Keelin Fagan, with daughters Camille, 4, and Lorca, 9. Keelin is comfortable with herdecision to work outside the home and weekends are spent together as a family.

“I have to work but I’m now comfortable with this decision. I believe it’s important to enjoy my working environment as I spend a considerable amount of time there each day. When I’m in work I’m focused on work matters and when I’m at home with my family I’m dedicated to family life. We always spend our weekends as a family. If I won the Lotto tomorrow, I’d love to spend more time at home with my husband and two girls but I would also like to run a charity as I believe it’s important to give back to society.”

So if parents enjoy their jobs and the kids are happy, why are we constantly checking ourselves — is there any reason to think one parent should be at home all day?

It’s the level of attentiveness that matters, says child psychologist and psychotherapist Caoimhe Nic Dhomhnaill.

“If you’re mindful for short periods of parenting, it may be much more beneficial than spending all day with the children and not being mindful. Parents who are physically present all day can be preoccupied with other concerns. So it’s the level of freedom from preoccupation — that’s what I would talk to parents about. Some parents are at home all day but they may be more present to constant messaging on phones than to their children. On the other hand, working parents are often remiss about the boundary between work and home and attend to emails while spending time with their children.

“There’s an example of a child that I recently saw in therapy who, when asked to draw a symbol of their parents, drew one as a Samsung phone and one as an iPhone. So that has nothing to do with whether parents are out working or not working.”

There is a caveat, however.

“To balance that, I would always say that when I see children with two parents in the fast track – I have concerns. It’s my experience that some slack is needed in the system and someone needs to pick that up.”

This is something Keelin Fagan feels too.

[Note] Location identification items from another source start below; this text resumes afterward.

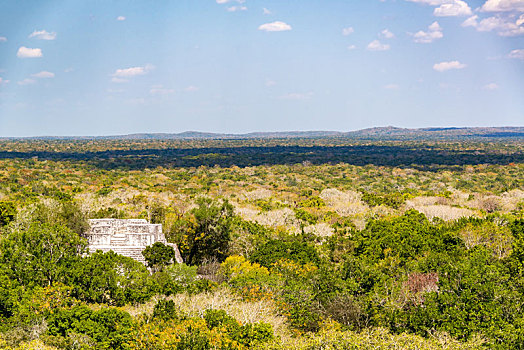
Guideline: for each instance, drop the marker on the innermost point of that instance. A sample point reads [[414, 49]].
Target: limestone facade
[[127, 237]]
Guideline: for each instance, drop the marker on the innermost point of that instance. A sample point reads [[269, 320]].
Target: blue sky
[[117, 67]]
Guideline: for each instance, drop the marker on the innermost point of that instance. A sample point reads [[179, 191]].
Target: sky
[[107, 67]]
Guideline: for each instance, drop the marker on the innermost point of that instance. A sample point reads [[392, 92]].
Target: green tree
[[7, 213], [158, 256], [40, 255], [111, 279], [212, 232]]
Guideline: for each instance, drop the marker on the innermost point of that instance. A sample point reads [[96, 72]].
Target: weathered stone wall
[[127, 237]]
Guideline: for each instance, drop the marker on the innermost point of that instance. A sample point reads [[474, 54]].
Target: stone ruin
[[127, 237]]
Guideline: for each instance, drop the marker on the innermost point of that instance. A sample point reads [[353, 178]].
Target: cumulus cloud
[[445, 66], [391, 87], [518, 54], [376, 45], [347, 31], [160, 90], [43, 75], [433, 33], [297, 96], [503, 5], [236, 8], [501, 25], [43, 35], [124, 73], [455, 8], [430, 2], [447, 8], [276, 26], [490, 86], [119, 80], [386, 34], [26, 52], [191, 88], [26, 82]]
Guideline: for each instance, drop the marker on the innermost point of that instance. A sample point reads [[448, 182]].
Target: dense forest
[[288, 243]]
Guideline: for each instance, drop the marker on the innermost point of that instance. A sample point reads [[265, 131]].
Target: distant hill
[[391, 132], [378, 133]]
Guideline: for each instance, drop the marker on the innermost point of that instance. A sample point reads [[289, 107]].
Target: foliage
[[40, 255], [159, 255], [275, 250], [212, 232], [7, 212], [109, 328], [111, 279]]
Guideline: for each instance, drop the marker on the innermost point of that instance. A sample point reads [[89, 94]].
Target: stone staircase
[[131, 252]]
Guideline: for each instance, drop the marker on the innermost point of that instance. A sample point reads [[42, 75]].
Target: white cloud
[[191, 88], [503, 5], [434, 32], [376, 45], [160, 90], [236, 8], [444, 66], [430, 2], [119, 80], [43, 75], [347, 31], [43, 35], [455, 8], [470, 22], [276, 26], [25, 52], [26, 82], [387, 34], [503, 26], [392, 87], [131, 72], [297, 96], [518, 54], [490, 86]]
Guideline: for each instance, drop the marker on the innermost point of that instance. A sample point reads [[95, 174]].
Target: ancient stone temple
[[127, 237]]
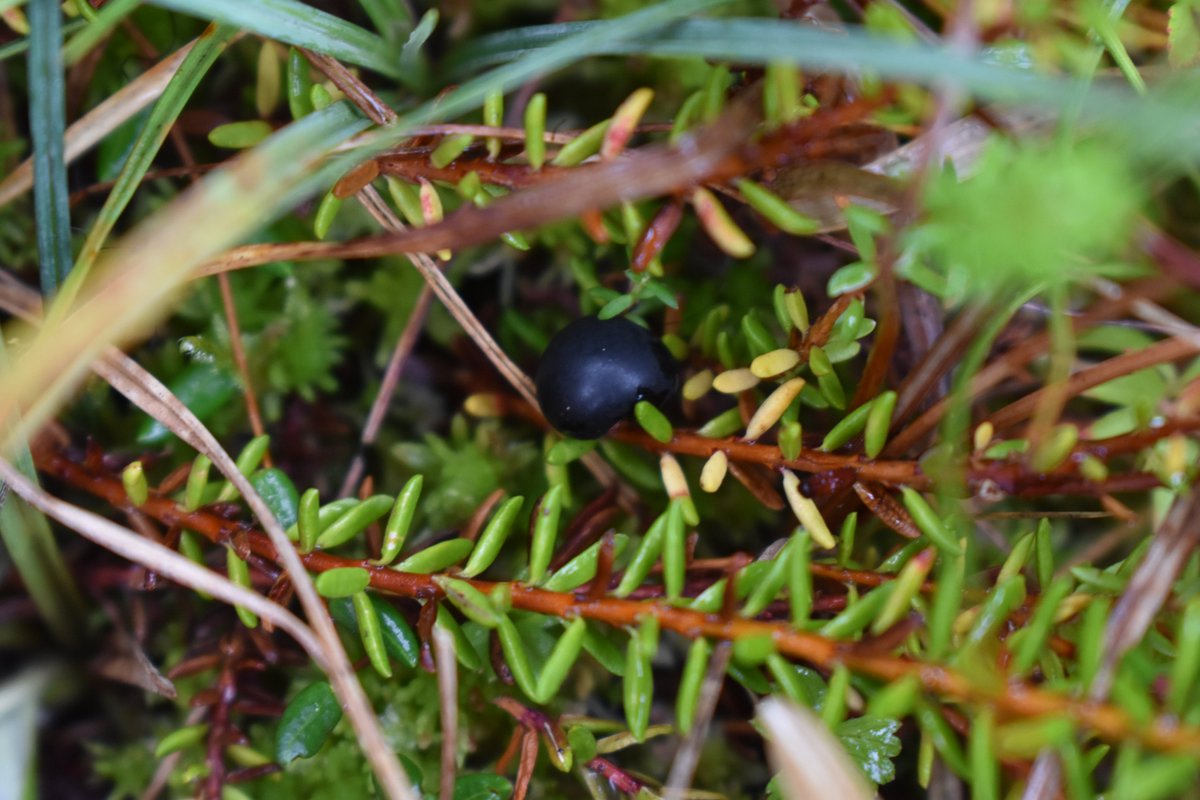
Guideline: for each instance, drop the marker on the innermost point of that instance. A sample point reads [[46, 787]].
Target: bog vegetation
[[281, 513]]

“If I had a husband who was out in the corporate world 24/7 that would be more challenging for me. I’d have to look at the dynamic. I just changed career — I was travelling for the last three years and gone in the mornings, which I hated. Now I’m here every morning. My husband works shift so he’s around from 3.30pm every day. So I get the balance between the two — kids and work — and enjoy both.

“Yes, the guilt is awful, but it’s not as bad now they’re in school.”

The irony this is that we can be consumed with guilt over being away from our kids for 10 hours a day, give it all up, and then find something else to feel guilty about. Quantity doesn’t necessarily mean quality.

Focus on the present

Melanie Good should, in theory, be able to relax going to work every day, as husband Ross is a stay-at-home dad to their two little girls, but again, it’s not that simple.

Laura and Val Maher with Felix, 4, Nathan, 12, Robyn, 6, and Leon, 10.

“I recently changed jobs which means I have to travel more, so in fact I spend more time away from the girls than I ever did previously. So, I now feel more guilt, but at the same time I have peace of mind that Ross has them.” Prior to this, her eldest daughter was in creche full-time. There were pros to this, Mia learned how to play with others and benefited from the structured routine. It was the only option but it worked.

Laura Maher recently become a stay-at-home mother.

“I’m still trying to find the magic formula for guilt-free, financially stable living!” says the mum of four. “I think with your family growing and changing, what works now won’t work in a couple of years. My new resolution is that I’m giving up guilt and I’m going to stop comparing my life to others. Happy parents make for happy kids – working full-time, or staying at home, or whatever works for you and your family.”

The bottom line? Forget the reports, don’t mind what anyone else is doing, and focus on doing what you do to the best of your ability — being present when with the children, enjoying your job when you’re at work.

You know what’s best for your family, and faraway hills may not be as green as they first appear.